The Days, the Littlefields, and the McFalls are descendants of the original families that settled the rural Appalachian community. Those old families share a secret of betrayal and guilt, and McFall wants his congregation to prove its faith. Because he believes he is the Second Son of God, and that the cleansing of sin must be done in blood.
"Sacrifice is the currency of God," McFall preaches, and unless Frank and Ronnie stop him, everybody pays.
Burial to Follow
Author: Scott Nicholson
Publication: Haunted Computer Books (December 22, 2009)
Description: When Jacob Ridgehorn dies, it's up to Roby Snow to make sure his soul goes on to the eternal reward. The only way Roby can do that is convince the Ridgehorn family to eat a special pie. Lurking in the shadows is a mysterious figure named Johnny Divine, monitoring the crossroads between the living and the dead. Southern Appalachian funeral customs get crossed when Roby has to perform miracles...or else.
My Thoughts: These are two books by an author who made my blog one of the stops on his current blog tour. I read almost no horror and hadn't tried his books before. These were purchased for my Kindle.

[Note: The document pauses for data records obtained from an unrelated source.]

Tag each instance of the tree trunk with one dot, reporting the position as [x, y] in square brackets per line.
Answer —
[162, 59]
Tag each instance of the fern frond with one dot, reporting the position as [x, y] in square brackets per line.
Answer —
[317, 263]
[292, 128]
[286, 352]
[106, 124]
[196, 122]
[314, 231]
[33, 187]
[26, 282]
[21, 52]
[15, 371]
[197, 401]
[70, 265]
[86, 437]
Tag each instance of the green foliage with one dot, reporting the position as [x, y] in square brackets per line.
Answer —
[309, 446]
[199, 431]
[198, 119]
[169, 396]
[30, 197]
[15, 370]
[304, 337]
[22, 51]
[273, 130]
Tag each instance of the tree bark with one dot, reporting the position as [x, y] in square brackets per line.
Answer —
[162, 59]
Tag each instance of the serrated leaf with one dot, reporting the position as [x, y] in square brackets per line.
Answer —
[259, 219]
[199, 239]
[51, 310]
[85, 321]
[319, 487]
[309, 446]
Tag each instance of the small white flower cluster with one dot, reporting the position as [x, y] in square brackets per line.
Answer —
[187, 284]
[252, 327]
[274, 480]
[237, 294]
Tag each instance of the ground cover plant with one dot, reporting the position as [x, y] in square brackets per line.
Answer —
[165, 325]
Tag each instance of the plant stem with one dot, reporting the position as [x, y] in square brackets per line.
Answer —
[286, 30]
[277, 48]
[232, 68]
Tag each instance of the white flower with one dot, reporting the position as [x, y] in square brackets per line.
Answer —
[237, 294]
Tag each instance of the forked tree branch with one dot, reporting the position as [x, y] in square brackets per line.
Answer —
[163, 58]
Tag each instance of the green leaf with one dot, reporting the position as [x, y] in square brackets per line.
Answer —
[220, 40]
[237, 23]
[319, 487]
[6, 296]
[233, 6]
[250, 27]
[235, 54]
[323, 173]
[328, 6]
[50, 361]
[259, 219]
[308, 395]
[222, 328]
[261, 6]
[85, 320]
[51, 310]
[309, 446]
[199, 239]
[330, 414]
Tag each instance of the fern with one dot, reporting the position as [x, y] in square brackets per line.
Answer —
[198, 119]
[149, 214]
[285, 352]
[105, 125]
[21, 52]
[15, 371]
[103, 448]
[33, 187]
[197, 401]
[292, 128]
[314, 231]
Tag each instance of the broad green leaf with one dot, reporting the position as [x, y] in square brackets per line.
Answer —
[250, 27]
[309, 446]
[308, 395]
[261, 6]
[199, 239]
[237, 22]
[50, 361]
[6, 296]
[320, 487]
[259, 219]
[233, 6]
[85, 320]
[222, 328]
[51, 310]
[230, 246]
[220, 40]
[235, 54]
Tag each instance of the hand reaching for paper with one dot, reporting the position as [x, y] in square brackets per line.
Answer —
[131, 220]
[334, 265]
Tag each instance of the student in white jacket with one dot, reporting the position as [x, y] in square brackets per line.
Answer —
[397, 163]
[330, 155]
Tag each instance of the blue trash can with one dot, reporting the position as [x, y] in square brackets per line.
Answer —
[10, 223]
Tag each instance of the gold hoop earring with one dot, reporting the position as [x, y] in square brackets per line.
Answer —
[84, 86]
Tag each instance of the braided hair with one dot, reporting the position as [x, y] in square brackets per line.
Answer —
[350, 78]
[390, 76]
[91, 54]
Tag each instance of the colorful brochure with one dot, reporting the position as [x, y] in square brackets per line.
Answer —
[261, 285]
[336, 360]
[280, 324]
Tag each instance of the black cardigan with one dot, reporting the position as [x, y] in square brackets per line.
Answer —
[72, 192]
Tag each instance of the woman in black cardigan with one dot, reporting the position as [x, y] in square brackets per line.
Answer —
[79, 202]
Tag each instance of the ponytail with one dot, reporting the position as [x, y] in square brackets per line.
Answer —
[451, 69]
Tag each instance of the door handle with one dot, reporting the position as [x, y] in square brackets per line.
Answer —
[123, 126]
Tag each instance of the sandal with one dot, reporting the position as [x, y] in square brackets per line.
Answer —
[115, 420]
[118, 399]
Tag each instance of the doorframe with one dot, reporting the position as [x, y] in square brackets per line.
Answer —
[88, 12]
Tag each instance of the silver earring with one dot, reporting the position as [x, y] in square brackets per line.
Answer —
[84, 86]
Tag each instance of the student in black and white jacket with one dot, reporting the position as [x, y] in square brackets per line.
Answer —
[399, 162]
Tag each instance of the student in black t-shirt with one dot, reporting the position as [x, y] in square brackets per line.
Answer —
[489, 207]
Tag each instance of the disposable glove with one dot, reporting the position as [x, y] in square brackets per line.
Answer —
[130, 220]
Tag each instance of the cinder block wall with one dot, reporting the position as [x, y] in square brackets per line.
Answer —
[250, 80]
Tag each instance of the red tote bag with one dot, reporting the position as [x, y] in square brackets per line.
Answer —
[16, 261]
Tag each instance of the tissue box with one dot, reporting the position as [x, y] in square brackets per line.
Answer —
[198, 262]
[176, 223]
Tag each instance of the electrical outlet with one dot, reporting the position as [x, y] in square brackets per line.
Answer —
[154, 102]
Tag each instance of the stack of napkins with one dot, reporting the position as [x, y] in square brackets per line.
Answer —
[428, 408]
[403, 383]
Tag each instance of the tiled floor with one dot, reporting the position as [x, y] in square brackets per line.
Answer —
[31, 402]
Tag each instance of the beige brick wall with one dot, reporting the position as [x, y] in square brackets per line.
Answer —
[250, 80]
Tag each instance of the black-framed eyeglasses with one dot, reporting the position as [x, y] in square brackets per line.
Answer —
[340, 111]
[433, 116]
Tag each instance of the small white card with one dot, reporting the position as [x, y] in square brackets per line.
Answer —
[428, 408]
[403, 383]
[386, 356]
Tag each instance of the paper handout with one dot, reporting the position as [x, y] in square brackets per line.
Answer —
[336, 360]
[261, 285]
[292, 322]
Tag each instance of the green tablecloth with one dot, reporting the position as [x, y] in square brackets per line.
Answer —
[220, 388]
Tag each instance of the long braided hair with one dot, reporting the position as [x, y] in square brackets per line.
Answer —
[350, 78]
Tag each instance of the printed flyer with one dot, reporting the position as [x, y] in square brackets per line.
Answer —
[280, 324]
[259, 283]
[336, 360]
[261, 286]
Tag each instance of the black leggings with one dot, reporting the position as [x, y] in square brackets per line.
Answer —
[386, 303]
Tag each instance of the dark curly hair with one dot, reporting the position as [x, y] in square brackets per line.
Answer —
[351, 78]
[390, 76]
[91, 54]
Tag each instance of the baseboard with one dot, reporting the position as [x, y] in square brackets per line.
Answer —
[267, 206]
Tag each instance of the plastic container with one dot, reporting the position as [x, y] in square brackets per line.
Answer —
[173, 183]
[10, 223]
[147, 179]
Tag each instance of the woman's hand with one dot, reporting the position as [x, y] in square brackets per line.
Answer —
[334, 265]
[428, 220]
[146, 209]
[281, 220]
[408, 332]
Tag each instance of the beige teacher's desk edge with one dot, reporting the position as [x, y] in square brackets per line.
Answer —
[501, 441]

Burial to Follow was an interesting story. It was filled with Southern funeral detail and vivid descriptions. For example, "Harold stuck close to her, like a dog following a bucket of chicken guts." From the mundane, the story segued into a horror story. While I didn't completely understand what was going on, apparently Roby made a deal with the devil in return for his life and now has to make sure that all the mourners at a death eat some of a special pie which was made by a woman who had made her own deal with the devil.
The Red Church was longer and didn't really manage to engage my attention or interest. I'll admit I skimmed the last quarter of the book. It was told from the viewpoint of a sheriff and of a 13-year-old boy. It dealt with ancient curses and a weird religious cult that included cannibalism. This preacher has returned from the dead to preach his new religion which involves sacrifice of the old families who were involved in the hanging of another preacher.
Both of these were OK if you like horror and ghost stories. I preferred Burial to Follow. They both had some creepy moments interspersed with a lot of detail about the way of life in isolated areas of the Appalachians. I would recommend them only to lovers of horror who like their books to have a slow pace.